In class on Thursday we discussed Marilyn Frye’s essay entitled “Oppression” in which she explores the nature of oppression of women. Her main analogy is the bird living within the many bars that form her cage. Each of the bars on its own may not constitute oppression, but together they form the structure of a cage and the bird is unable to fly freely. In her essay she uses the example of door opening to represent one of the bars of the cage. Men will hold the door for women because they are weak and fragile and need someone to do it for them. We contested that although this may be part of the door holding phenomenon, most of us in class agreed that is has become a common practice of polite behavior and for the most part did not represent a sexist act. However, this discussion made me think about all of the other bars on the cage and how the nature of oppression can be perpetuated by the “appeal” of the cage.

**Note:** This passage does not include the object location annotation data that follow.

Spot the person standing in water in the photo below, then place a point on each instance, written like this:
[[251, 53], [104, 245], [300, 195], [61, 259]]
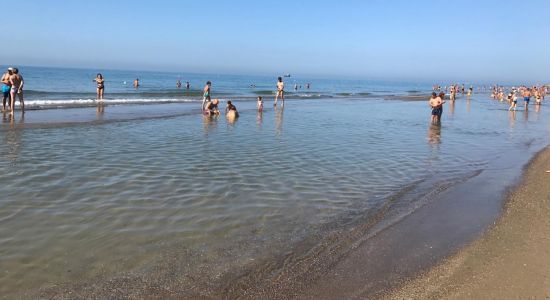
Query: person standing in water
[[260, 104], [100, 86], [17, 83], [206, 93], [6, 88], [280, 91], [526, 97]]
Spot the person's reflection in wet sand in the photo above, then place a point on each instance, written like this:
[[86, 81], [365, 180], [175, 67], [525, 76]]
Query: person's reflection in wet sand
[[434, 135], [100, 111], [260, 119], [210, 123], [279, 112], [512, 118], [13, 136]]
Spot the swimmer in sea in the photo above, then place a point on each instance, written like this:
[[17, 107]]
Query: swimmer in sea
[[260, 104], [211, 107], [526, 97], [231, 110], [435, 104], [280, 91], [6, 88], [17, 83], [100, 86], [206, 93]]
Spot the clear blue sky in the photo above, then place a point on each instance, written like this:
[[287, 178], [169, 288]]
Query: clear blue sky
[[472, 40]]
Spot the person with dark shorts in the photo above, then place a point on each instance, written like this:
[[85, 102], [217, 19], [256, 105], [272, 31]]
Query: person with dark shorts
[[6, 88]]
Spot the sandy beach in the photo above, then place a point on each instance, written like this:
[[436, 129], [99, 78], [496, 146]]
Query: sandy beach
[[511, 261]]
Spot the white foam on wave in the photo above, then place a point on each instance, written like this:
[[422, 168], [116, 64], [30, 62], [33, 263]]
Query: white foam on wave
[[92, 102]]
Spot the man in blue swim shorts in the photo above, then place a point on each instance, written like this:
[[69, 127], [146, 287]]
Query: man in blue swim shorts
[[6, 88]]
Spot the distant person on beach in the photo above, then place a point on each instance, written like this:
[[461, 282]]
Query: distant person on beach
[[17, 84], [206, 93], [211, 107], [6, 88], [435, 103], [513, 100], [526, 97], [280, 91], [100, 86], [260, 104], [231, 110], [441, 97]]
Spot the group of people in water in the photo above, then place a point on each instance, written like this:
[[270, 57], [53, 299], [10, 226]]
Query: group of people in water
[[525, 92], [12, 87], [437, 100]]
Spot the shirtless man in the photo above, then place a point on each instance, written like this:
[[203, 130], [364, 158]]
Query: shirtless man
[[17, 83], [6, 88], [280, 91]]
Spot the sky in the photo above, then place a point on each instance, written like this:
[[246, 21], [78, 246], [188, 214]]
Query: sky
[[371, 39]]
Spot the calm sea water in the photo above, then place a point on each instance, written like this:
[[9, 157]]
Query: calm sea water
[[159, 193], [52, 87]]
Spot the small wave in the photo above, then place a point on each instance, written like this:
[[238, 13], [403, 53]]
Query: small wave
[[74, 103]]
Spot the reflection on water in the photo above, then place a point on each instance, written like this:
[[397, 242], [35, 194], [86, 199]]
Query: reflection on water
[[434, 135], [210, 123], [512, 118], [182, 196], [13, 135], [100, 112], [260, 119]]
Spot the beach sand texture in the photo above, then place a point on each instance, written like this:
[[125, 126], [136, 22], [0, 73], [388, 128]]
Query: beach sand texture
[[512, 261]]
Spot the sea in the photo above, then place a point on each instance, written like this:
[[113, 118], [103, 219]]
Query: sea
[[144, 193]]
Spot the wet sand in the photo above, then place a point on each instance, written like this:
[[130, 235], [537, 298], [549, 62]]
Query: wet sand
[[511, 261]]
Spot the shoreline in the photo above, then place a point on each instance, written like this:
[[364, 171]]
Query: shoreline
[[509, 261]]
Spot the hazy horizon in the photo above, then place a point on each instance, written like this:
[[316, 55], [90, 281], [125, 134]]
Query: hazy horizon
[[424, 41]]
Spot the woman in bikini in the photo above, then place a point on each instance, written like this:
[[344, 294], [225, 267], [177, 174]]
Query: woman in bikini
[[100, 86]]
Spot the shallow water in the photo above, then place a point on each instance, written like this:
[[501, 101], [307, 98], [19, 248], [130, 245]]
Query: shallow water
[[133, 190]]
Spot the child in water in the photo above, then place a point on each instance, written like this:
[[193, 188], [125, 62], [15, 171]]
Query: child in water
[[260, 104], [231, 110]]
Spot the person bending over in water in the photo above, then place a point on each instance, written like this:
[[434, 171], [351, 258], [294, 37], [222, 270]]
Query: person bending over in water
[[280, 91], [17, 83], [100, 86], [260, 104], [231, 110], [206, 93], [211, 108]]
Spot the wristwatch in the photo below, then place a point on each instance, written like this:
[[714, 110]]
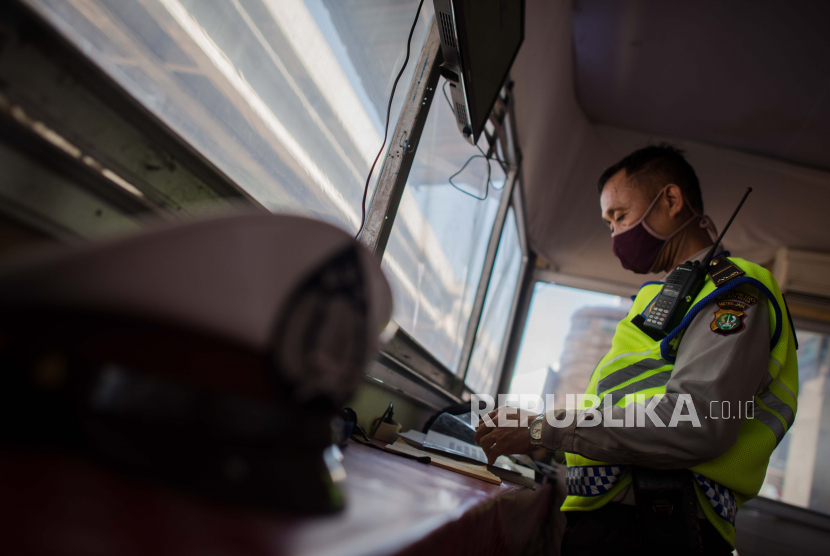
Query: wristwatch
[[535, 430]]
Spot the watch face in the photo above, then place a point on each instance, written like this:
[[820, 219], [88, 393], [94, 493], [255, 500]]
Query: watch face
[[536, 429]]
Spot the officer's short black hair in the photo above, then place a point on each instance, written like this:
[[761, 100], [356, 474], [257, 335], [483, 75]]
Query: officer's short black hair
[[654, 167]]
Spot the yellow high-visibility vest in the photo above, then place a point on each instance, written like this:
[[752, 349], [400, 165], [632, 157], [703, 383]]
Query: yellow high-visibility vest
[[638, 364]]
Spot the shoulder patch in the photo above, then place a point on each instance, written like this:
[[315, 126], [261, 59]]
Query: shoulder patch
[[729, 318], [728, 321], [722, 270]]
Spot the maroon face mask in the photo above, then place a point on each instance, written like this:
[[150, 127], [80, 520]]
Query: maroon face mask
[[639, 246]]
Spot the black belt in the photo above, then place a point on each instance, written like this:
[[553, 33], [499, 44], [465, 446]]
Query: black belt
[[667, 510]]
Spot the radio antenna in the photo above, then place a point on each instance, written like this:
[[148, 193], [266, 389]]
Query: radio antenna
[[708, 258]]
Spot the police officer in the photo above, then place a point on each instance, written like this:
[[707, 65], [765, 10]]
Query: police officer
[[711, 402]]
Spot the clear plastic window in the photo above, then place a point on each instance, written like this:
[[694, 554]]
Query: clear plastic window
[[797, 469], [495, 316], [568, 330], [287, 97], [435, 255]]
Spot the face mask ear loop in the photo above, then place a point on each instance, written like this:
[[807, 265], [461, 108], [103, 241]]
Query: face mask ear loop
[[706, 222], [644, 216]]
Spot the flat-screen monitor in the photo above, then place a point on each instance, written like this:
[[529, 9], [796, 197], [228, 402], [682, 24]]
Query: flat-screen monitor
[[479, 40]]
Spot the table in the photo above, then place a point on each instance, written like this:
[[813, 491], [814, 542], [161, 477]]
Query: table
[[59, 504]]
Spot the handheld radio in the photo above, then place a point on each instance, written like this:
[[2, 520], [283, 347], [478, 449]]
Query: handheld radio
[[682, 286]]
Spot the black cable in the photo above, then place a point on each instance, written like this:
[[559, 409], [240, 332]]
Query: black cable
[[487, 186], [386, 128], [482, 155]]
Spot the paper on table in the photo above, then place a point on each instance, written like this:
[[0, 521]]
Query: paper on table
[[468, 469], [416, 438], [454, 446]]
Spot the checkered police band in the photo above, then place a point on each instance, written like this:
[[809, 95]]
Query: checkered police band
[[720, 498], [593, 480]]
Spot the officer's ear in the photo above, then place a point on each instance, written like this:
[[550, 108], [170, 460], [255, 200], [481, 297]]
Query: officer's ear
[[674, 200]]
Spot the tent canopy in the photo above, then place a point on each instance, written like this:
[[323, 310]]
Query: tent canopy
[[742, 87]]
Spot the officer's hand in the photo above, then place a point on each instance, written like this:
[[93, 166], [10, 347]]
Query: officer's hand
[[501, 432]]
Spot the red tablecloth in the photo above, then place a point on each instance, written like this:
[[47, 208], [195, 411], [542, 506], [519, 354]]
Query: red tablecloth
[[56, 504]]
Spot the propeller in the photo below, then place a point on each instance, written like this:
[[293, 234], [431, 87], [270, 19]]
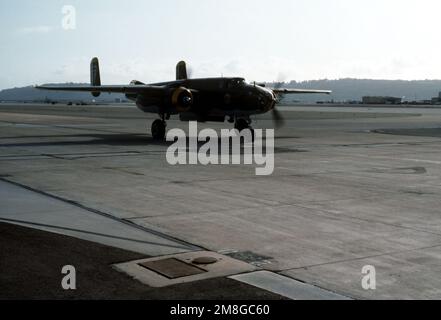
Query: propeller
[[276, 115]]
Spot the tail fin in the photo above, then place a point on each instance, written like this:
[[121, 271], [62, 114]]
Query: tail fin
[[95, 78], [181, 71]]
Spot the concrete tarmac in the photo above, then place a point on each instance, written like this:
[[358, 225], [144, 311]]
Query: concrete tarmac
[[352, 186]]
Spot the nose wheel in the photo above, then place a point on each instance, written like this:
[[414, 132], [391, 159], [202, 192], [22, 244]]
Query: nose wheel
[[158, 129], [242, 124]]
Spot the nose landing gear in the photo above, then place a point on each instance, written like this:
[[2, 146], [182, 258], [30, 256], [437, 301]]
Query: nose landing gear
[[242, 124], [158, 129]]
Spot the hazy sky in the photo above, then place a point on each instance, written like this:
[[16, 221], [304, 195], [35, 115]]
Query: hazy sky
[[259, 40]]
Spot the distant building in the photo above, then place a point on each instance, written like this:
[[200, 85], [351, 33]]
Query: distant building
[[437, 100], [380, 100]]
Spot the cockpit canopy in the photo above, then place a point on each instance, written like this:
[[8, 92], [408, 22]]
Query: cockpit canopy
[[235, 82]]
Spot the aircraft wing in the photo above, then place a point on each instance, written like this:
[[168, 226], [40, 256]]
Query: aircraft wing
[[299, 91], [138, 89]]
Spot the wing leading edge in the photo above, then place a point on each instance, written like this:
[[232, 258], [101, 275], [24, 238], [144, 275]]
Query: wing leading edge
[[300, 91]]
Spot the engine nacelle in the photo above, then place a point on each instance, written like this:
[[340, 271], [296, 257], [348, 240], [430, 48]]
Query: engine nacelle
[[182, 99]]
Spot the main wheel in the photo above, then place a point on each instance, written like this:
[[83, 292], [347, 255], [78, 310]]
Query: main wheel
[[158, 129]]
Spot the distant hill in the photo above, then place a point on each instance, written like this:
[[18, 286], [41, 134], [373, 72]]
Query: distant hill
[[32, 94], [355, 89], [343, 90]]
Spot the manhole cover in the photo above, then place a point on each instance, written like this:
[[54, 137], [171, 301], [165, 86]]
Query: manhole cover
[[204, 260], [172, 268]]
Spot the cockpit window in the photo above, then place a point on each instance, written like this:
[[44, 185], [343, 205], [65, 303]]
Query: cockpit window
[[233, 83]]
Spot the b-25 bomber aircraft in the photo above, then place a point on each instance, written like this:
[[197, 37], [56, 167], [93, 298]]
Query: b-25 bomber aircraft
[[202, 100]]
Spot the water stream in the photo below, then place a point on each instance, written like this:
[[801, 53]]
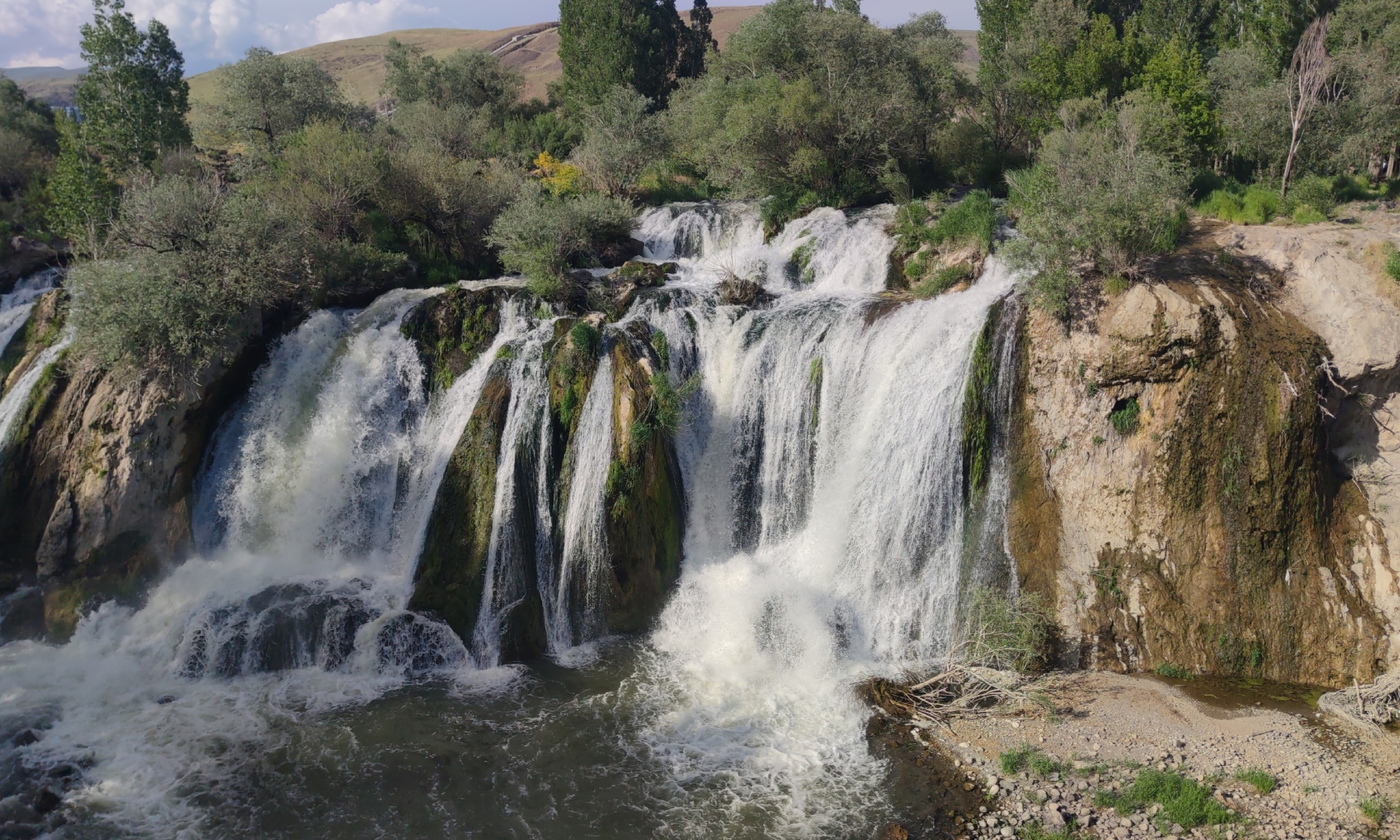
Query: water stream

If we continue this caged bird comparison, it is easy to point out that the bird does not have to feed herself, create a home for herself, clean her cage, or be aware of predators that want to eat a bird. The bird is not self sufficient in any way and relies entirely on someone else to make sure she has everything one seemingly needs in life. This is an exaggerated example, in some cases, but I think that it highlights the fact that life in the cage can be easier and more appealing than a life free from the cage and the oppression it represents. Since I have come to college and moved away from home I have become increasingly aware of the appeal this “cage” can hold for many women. I am twenty-two years old and have only recently begun to be treated as a woman rather than a teenager or child, and this new treatment has absolutely opened my eyes to the way in which the cage structure is maintained by both men and by women. It is the ease and comfort that the cage represents that I believe makes it remain appealing to certain women.
If a woman enters into her metaphorical cage, she knows that there will almost always be food on the table, a home to live in, and someone to “take care” of her needs. I think this example can be illuminated by the concept of a gold-digger, and popular shows like Joe Millionaire. There exists a certain status that comes with being a trophy wife and not having to work in life. We all can think of cases, either among celebrities or people we know, where that woman would not be with that man if there wasn’t a very large bank account involved. There is no doubt that the life in the cage can have its appeal, and does for many women. Despite its appeal, it remains an oppressed life within a cage and women must remember this when seeking to cast off their oppression. Life outside of the cage can be much harder, and this has to be a trade we are willing to make if equality is what we really desire.